It’s when the children are older that the question gets trickier, as is clear in the Times article.
Elsa Romero Martínez, a psychologist who runs the school, said the children showed no signs of overly aggressive behavior. There have been few reports of abuse, though one child, suffering bruises, was taken away from a cocaine-addicted mother two years ago.
The thorniest problem she and the teachers face is preparing the children and mothers for separations once the children reach 6. “We have to teach them to say goodbye to the mothers,” she said.
To show them that a wider world exists, the teachers try to take the children on field trips as often as possible. Their budget is limited and they rely on charity for the outings. They have managed only three this year — to a museum, an amusement park and a children’s theater.
How does one explain to a school-age child that they are living in a prison and that they will have to leave their mother soon, and will no longer be able to live with her, despite the fact that this is all the child has known? The Mexico City prison allows children to stay with their mothers regardless of the length or indeterminate nature of the mother’s sentence (many of the mothers in the prison have yet to face trial though they have been incarcerated for years – a problem that would be obviated because of speedy trial requirements in the U.S.).

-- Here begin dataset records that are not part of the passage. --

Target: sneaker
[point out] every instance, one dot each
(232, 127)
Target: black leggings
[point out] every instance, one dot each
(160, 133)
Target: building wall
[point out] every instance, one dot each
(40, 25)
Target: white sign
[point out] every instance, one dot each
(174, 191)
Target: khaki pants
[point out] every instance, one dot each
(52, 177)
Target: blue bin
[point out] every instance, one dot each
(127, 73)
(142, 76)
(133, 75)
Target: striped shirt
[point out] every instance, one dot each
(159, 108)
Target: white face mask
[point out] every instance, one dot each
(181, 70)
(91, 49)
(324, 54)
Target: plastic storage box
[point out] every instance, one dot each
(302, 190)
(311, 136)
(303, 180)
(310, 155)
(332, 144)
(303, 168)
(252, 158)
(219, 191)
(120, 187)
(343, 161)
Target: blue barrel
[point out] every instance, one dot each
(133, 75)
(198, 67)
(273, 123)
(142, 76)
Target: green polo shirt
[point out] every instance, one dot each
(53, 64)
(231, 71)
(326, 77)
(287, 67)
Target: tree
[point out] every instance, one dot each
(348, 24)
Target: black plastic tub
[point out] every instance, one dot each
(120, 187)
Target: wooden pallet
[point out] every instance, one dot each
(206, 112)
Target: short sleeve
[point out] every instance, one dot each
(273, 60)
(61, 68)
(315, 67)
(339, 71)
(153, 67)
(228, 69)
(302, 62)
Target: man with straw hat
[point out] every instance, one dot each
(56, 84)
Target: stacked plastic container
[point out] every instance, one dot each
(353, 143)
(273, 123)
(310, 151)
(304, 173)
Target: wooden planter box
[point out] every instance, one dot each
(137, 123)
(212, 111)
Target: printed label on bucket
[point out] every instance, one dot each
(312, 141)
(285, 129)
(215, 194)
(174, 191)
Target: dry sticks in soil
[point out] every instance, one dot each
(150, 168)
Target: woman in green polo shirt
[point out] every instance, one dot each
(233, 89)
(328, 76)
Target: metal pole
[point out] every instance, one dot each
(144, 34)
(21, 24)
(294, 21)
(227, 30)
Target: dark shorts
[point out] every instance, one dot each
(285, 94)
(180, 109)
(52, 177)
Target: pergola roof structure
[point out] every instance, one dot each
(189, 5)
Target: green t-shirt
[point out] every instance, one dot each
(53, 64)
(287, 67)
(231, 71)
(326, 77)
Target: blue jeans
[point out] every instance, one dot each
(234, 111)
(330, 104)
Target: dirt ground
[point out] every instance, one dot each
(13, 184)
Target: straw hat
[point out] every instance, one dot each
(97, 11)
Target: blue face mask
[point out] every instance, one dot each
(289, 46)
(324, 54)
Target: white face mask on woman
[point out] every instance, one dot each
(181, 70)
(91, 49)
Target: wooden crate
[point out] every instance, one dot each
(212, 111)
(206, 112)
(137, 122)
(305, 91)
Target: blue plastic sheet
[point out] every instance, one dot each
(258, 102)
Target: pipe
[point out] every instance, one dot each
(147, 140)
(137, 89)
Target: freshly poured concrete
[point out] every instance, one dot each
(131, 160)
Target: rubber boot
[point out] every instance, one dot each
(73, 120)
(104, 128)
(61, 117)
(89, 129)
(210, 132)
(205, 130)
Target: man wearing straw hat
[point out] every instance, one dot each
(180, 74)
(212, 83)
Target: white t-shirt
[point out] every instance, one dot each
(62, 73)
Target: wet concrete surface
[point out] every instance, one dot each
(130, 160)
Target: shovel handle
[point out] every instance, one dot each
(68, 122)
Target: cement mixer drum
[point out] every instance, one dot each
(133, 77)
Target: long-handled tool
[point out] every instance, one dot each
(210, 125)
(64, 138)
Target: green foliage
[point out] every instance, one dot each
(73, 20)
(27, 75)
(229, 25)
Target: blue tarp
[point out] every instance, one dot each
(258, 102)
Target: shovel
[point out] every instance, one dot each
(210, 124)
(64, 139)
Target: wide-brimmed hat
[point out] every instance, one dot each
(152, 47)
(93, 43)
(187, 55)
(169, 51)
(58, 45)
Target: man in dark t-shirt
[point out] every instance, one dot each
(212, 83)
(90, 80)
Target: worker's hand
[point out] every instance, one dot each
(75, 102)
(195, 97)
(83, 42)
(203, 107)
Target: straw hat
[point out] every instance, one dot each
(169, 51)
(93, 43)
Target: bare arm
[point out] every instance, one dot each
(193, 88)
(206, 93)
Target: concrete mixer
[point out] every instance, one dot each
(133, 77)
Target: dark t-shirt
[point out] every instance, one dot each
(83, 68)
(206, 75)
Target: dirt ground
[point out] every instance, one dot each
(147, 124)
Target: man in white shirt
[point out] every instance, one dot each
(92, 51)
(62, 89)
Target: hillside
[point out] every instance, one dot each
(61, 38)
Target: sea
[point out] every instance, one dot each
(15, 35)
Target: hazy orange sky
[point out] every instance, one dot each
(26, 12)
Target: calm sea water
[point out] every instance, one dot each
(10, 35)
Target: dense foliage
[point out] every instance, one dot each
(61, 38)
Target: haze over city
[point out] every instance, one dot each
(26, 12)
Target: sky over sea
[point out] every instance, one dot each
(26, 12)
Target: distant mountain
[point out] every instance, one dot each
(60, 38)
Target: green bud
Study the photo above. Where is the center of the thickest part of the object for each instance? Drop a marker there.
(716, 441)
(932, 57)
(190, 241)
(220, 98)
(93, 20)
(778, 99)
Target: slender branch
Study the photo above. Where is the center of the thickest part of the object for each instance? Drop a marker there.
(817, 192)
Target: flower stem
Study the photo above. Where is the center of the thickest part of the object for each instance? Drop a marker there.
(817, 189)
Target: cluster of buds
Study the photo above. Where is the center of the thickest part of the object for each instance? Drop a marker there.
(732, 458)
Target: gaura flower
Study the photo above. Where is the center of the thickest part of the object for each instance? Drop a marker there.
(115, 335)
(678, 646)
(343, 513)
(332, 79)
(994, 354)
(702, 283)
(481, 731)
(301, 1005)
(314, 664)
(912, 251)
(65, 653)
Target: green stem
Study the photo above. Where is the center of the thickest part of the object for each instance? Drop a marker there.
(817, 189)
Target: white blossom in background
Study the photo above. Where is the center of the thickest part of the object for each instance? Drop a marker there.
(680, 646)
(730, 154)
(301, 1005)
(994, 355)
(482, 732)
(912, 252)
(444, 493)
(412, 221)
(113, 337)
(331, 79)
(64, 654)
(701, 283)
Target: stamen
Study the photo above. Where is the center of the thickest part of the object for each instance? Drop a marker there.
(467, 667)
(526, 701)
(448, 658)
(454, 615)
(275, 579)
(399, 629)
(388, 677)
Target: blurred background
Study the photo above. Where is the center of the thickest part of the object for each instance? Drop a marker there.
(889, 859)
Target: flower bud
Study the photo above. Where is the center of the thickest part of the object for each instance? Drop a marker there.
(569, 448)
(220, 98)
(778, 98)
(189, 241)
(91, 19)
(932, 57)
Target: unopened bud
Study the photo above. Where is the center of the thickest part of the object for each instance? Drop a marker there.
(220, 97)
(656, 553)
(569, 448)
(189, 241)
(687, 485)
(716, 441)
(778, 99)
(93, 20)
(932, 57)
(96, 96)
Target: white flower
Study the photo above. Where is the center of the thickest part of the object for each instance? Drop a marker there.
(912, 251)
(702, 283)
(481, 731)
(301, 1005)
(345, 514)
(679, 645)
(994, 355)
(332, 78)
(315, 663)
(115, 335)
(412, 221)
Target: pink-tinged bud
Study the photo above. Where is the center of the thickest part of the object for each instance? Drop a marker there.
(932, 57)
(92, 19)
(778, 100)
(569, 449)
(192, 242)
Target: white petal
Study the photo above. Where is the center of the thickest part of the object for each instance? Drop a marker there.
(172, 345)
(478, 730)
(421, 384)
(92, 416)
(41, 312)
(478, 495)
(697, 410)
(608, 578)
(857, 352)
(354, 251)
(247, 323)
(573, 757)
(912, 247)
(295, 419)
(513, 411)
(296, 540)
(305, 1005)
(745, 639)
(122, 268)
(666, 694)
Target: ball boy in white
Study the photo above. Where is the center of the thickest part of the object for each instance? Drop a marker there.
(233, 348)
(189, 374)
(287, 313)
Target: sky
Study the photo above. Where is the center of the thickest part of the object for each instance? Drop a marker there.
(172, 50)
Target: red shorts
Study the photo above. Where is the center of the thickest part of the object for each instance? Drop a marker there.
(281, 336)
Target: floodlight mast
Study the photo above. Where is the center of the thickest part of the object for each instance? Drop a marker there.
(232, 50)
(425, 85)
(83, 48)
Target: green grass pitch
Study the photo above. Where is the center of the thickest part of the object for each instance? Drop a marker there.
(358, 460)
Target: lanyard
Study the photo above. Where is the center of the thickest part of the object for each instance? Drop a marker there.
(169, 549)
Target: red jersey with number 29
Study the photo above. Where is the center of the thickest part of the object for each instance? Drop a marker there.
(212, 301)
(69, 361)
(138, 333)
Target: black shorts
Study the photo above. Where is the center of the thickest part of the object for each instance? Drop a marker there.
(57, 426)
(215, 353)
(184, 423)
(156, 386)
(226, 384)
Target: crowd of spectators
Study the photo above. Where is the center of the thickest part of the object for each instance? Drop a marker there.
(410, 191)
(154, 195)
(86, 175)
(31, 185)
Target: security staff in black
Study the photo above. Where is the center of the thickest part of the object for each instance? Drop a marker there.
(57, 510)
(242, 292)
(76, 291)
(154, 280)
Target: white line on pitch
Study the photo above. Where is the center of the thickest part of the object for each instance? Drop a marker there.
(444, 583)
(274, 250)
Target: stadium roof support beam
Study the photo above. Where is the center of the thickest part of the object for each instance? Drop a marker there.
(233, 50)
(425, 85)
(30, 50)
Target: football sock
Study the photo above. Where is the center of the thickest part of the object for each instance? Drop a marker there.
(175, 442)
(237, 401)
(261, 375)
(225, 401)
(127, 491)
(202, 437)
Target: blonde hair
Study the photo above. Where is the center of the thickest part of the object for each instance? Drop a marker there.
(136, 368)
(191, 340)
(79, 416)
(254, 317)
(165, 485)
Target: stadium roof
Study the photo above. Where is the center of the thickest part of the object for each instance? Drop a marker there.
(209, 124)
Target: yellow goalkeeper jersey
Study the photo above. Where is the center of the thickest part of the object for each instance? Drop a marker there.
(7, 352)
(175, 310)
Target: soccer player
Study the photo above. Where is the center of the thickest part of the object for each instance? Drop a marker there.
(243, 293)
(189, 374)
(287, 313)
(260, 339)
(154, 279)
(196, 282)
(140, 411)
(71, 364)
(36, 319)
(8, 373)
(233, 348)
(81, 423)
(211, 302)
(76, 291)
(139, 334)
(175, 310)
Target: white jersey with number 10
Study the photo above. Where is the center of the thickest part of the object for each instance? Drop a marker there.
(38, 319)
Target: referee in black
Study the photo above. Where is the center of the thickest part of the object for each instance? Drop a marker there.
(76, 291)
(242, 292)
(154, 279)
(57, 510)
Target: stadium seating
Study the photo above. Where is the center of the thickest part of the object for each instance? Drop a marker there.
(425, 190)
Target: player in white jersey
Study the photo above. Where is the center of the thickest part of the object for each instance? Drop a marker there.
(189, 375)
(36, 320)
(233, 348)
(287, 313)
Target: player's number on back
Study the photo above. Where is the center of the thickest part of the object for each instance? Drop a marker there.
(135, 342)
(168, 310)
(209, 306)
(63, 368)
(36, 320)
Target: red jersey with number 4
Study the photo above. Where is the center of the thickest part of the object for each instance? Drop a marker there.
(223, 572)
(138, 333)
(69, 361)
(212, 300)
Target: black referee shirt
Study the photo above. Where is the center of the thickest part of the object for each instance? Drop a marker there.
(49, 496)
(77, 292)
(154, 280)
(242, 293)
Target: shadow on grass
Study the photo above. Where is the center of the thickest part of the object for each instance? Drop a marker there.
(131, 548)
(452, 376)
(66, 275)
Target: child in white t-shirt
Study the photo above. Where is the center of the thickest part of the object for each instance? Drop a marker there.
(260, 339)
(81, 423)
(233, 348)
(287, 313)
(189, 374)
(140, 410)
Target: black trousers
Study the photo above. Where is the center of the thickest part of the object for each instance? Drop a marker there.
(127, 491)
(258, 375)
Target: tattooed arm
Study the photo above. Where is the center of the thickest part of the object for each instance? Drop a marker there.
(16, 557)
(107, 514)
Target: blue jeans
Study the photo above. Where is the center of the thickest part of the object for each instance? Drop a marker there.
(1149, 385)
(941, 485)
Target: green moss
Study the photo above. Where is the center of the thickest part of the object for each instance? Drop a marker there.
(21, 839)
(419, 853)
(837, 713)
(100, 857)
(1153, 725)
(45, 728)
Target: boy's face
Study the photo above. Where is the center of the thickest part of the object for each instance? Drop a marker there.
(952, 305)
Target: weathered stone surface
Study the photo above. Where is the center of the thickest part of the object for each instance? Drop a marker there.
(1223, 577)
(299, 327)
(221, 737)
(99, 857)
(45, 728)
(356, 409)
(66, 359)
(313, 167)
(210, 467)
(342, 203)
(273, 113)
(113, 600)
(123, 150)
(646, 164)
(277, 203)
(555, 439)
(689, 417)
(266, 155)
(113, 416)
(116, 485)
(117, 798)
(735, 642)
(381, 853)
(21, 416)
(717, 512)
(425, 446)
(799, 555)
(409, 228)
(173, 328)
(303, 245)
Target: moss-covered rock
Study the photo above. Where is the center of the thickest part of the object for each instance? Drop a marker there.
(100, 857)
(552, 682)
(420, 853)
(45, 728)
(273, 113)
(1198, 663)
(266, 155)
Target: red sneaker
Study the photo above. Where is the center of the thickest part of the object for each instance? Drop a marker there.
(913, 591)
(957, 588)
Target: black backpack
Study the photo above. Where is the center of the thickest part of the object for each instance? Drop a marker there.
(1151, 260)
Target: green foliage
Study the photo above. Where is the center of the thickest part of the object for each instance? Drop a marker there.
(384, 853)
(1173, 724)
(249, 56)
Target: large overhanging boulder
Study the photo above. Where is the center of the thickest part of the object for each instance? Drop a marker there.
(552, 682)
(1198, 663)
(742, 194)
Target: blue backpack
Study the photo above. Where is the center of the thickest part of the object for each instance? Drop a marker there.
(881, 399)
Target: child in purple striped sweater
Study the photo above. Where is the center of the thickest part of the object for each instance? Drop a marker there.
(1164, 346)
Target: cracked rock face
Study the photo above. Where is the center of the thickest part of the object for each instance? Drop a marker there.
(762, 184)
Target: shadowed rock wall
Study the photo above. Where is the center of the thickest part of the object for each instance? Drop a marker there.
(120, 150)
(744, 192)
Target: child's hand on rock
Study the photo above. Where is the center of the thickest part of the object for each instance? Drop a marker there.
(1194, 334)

One possible fix to the problem of separating a mother from his or her child at an age when the child is sentient would be to only allow women with short enough sentences to keep their children past age 1 (or some other young age). But should a woman’s right to keep her child with her be so dependent on the length of her conviction? Given the range of sentences for similar crimes and the amount of sentencing discretion afforded to judges, the results would be discomfortingly arbitrary.
So what are we to do? Ultimately, a workable and humane solution remains unclear. But at this point, to even acknowledge that such a problem exists in the U.S. would be a step in the right direction.